The New York subway system seems like a mess because it is three systems, that were competing more than they were cooperating, forcibly welded together. The Interborough Rapid Transit Company (the IRT) opened the first subway in Manhattan in 1904, competing with the already well-established elevated trains; the Brooklyn-Manhattan Transit Company (under its old name, the Brooklyn Rapid Transit Company) was already operating elevated trains (in Brooklyn) at that time and got into the subway game shortly afterwards; and the city-owned Independent Subway (IND) was opened in 1932 to create a public option to the private companies and to replace elevated trains with subways on more or less the same routes. The two private systems were sold to the city in 1940 and the task of merging them has been going on ever since. Since the cars on the IRT lines are narrower (same track width, of course) than the other two, the IRT lines have remained separate from (but connected by transfer stations to) the partially-merged lines of the BMT and IND.

The IND had letter designations for its routes from the start, most famously the A train. The IRT routes received numbered designations in 1948; the BMT routes received letter designations that were an extension of the IND letters in 1960. For a long time, the standard line numbers for the IRT were 1, 2, and 3 for the Seventh Avenue line; 4, 5, and 6 for the Lexington Avenue line, and 7 for the Flushing line. There was a 9 train introduced in 1989 and discontinued in 2005 that was a sibling to the 1, with the 1 and 9 running skip-stop in upper Manhattan and the Bronx.
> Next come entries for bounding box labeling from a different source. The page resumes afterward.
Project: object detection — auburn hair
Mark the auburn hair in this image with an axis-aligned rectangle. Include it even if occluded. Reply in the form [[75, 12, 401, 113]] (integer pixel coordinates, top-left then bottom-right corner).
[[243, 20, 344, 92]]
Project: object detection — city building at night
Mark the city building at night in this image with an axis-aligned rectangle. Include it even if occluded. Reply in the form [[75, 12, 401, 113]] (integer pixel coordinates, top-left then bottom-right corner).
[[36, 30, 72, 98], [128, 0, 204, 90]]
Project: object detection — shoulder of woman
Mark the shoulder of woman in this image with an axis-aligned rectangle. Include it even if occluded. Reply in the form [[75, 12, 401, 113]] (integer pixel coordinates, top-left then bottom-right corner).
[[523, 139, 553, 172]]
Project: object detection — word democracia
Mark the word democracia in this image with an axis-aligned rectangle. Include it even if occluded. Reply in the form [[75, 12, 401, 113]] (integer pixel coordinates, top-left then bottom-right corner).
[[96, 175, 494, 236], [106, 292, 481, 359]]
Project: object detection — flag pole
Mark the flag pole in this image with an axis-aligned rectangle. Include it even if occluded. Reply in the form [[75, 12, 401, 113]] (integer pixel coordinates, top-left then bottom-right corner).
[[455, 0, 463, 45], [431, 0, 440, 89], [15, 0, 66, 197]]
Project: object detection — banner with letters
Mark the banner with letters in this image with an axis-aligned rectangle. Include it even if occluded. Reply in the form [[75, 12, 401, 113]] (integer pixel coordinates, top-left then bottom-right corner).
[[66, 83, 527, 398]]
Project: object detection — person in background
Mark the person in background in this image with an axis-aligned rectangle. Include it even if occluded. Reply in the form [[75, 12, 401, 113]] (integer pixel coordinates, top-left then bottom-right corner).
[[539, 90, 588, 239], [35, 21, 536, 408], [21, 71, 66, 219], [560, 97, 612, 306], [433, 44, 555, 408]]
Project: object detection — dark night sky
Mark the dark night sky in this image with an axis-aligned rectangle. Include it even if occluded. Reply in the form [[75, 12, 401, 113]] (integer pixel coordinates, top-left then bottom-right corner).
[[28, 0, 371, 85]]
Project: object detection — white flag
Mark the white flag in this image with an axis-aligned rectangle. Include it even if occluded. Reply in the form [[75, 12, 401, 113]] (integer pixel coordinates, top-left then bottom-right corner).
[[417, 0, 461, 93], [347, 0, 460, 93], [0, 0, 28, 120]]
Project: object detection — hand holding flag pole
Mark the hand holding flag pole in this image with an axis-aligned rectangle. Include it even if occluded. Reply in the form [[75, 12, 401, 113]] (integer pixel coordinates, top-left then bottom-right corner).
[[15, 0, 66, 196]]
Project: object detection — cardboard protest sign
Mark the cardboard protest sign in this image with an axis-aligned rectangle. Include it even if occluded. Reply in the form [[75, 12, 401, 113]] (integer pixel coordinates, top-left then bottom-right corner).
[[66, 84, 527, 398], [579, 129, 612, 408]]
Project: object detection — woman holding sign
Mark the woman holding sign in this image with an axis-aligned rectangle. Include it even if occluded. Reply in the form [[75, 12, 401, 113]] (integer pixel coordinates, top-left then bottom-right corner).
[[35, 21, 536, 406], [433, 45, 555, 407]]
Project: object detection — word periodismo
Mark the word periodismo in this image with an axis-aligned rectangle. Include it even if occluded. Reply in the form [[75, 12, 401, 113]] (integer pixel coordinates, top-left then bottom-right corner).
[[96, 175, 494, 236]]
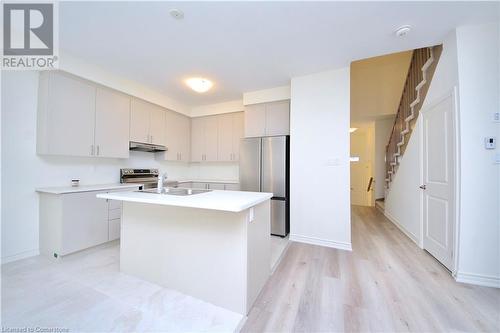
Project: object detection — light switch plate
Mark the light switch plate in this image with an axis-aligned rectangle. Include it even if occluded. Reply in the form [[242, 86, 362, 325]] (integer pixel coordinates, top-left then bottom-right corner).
[[484, 136, 497, 149]]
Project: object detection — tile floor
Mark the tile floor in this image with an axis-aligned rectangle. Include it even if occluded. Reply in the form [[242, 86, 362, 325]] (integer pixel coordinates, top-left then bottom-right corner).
[[1, 236, 288, 332]]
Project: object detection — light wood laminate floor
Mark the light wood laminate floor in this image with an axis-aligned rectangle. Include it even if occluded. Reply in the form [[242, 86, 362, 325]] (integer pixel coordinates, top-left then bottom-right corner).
[[243, 207, 500, 332]]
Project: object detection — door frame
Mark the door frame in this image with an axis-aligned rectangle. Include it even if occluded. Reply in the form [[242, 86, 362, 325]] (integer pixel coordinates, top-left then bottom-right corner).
[[419, 85, 461, 277]]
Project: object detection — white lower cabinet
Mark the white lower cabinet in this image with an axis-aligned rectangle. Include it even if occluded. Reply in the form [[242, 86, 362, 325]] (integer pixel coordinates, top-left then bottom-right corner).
[[40, 188, 133, 258]]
That leaves the question, where is the 8 train?

When I was little kid, the answer was clear to me: the 8 train was in the Bronx, connecting the 149th Street/Third Avenue Station on the 2 and 5 (AKA “The Hub”) with the Gun Hill Road station on the 2 and the 5. It was on the map. It also disappeared when I was eight.

The old 8 train was the last operating piece of the Third Avenue elevated. The other three Manhattan els (Second, Sixth, and Ninth Avenues) were demolished before World War II; the Manhattan portion of the Third Avenue was operating until 1955, and was torn down explicitly because it was about to be replaced by the Second Avenue subway…which partially opened in 2017. The Bronx portion of the el, part of which was built by the (believe it or not) Suburban Rapid Transit Company, was kept because there was no other rail serving that corridor. There still isn’t, and the busses added when the 8 was discontinued in 1973 don’t make up for it. You can certainly look up the 8 train on Wikipedia, but the transit authority seems to have memory-holed it.